Government is working hard to ensure that South Africans continue to have access to water even during the current drought that the country is facing.
The Department of Water and Sanitation is rolling out comprehensive interventions to minimise the impact of drought.
So far, the department has deployed water tankers to provide water to areas that are hardest hit by the drought.
These areas include KwaZulu-Natal, Free State, and Limpopo, which have been declared disaster areas.
Water and Sanitation Minister Nomvula Mokonyane said her department has committed R352.6 million to the initial drought intervention projects and a further R96.620 million to the provisional tankering and additional interventions.
She added that to address and mitigate the potential impact of the drought immediate, short, medium and long-term measures were being put in place.
The Minister said the measures included strict implementation of drought operating rules at all dams, including restrictions.
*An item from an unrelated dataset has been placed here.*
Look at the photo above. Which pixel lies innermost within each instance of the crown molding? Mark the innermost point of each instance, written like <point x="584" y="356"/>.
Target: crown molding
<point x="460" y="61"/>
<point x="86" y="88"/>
“The department will implement water conservation and demand management programmes which includes the War on Leaks and drop the block interventions.”
This also includes emergency interventions by tankering and climate research as well as hydrological and geo-hydrological monitoring.
Buying of water tankers
Minister Mokonyane said the Department of Water and Sanitation, through its National Water Resource Infrastructure Unit, is managing the procurement of 45, 18 000 litre water tankers.
A total of 682 water tanks with stands will be distributed to municipalities in KwaZulu-Natal such as the Ugu District Municipality (DM), Umkhanyakude (DM), Illembe DM and Harry Gwala DM.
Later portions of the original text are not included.